Statistical Analysis
Statistical analysis of flow cytometry data was performed in GraphPad Prism for simple analyses without blocking factors; all other analyses was performed in R (The R Foundation for Statistical Computing) with details of statistical tests in the relevant figure legends. Abbreviations for p values are as follows: p < 0.05 = *, p < 0.01 = **, p < 0.001 = ***, p < 0.0001 = ****; with only significant p values shown.
Data Deposition
Single cell RNA-seq data are deposited at NCBI BioProject accession number PRJNA612353: https://dataview.ncbi.nlm.nih.gov/object/PRJNA612353?reviewer=bf7ee45b186vstua0d23qud1nk
Acknowledgements
This work was supported by start-up funds from the Australian National University to I.A.C. and NHMRC project grant support to I.A.C. (GNT1158404). We would like to thank Harpreet Vohra and Michael Devoy of the Imaging and Cytometry Facility at the Australian National University for assistance with flow cytometry and sorting. We also thank the staff of the biomolecular resource facility at the John Curtin School of Medical Research for assistance with single cell RNA-seq. Production and characterization of PfSPZ Vaccine were supported in part by National Institute of Allergy and Infectious Diseases Small Business Innovation Research Grants 5R44AI055229-11 (to S.L.H.), 5R44AI058499-08 (to S.L.H.), and 5R44AI058375-08 (to S.L.H.). We would like to thank the University of Maryland study volunteers from malaria clinical trial VRC314. We are grateful to the KEMRI/CGMRC field team for their dedication in the recruitments, malaria surveillance data and sample collection, and the laboratory team that processed the samples.

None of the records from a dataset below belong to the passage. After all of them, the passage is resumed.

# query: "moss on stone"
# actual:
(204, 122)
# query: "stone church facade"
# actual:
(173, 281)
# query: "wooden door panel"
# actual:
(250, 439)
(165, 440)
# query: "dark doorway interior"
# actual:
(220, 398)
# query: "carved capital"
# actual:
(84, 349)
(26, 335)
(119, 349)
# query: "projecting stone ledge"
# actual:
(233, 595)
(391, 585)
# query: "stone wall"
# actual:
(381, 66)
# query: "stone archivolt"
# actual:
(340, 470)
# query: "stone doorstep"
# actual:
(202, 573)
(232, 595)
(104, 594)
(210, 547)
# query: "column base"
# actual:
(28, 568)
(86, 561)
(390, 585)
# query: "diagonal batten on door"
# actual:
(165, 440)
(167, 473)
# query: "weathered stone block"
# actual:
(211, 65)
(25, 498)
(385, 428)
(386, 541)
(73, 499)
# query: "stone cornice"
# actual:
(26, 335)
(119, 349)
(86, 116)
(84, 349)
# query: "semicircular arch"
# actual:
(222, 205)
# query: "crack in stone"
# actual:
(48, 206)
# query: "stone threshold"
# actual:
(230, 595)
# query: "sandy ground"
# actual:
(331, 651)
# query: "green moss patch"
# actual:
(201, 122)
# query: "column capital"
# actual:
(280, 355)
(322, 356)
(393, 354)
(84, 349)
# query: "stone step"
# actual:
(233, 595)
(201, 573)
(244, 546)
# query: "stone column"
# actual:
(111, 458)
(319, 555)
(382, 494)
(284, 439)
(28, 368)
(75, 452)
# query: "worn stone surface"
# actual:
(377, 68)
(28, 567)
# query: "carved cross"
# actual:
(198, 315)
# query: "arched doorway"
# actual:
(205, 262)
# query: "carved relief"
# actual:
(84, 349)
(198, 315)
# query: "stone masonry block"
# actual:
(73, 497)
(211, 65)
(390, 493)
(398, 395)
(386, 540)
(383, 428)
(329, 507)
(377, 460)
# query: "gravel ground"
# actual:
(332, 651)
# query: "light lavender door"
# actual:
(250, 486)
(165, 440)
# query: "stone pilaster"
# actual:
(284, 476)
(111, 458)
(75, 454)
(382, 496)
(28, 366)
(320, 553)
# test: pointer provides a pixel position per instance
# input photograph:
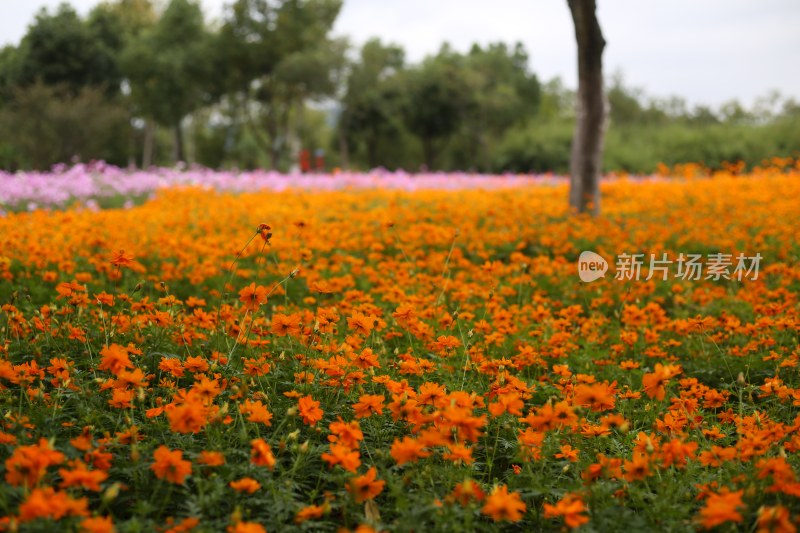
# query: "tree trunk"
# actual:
(178, 154)
(587, 144)
(344, 151)
(149, 140)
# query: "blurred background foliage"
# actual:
(135, 85)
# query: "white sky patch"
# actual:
(708, 51)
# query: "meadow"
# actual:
(367, 357)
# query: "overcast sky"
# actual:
(707, 51)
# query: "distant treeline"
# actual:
(132, 84)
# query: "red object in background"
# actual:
(319, 159)
(305, 161)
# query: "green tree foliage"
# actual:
(61, 49)
(269, 80)
(167, 68)
(275, 55)
(53, 124)
(370, 109)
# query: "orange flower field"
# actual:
(404, 361)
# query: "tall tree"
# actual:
(371, 103)
(167, 68)
(592, 110)
(274, 54)
(61, 49)
(437, 103)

We are also indebted to the study participants. FMN was supported by an MRC/DFID African Research Leadership Award (MR/P020321/1), a Senior Fellowship from EDCTP (TMA2016SF-1513) and the samples were collected within the Kilifi immunology cohorts supported by various Wellcome grants. RA was supported through the DELTAS Africa Initiative [DEL-15-003]. The DELTAS Africa Initiative is an independent funding scheme of the African Academy of Sciences (AAS)’s Alliance for Accelerating Excellence in Science in Africa (AESA) and supported by the New Partnership for Africa’s Development Planning and Coordinating Agency (NEPAD Agency) with funding from the Wellcome Trust [107769/Z/10/Z] and the UK government. This manuscript is published with permission from the Director, KEMRI.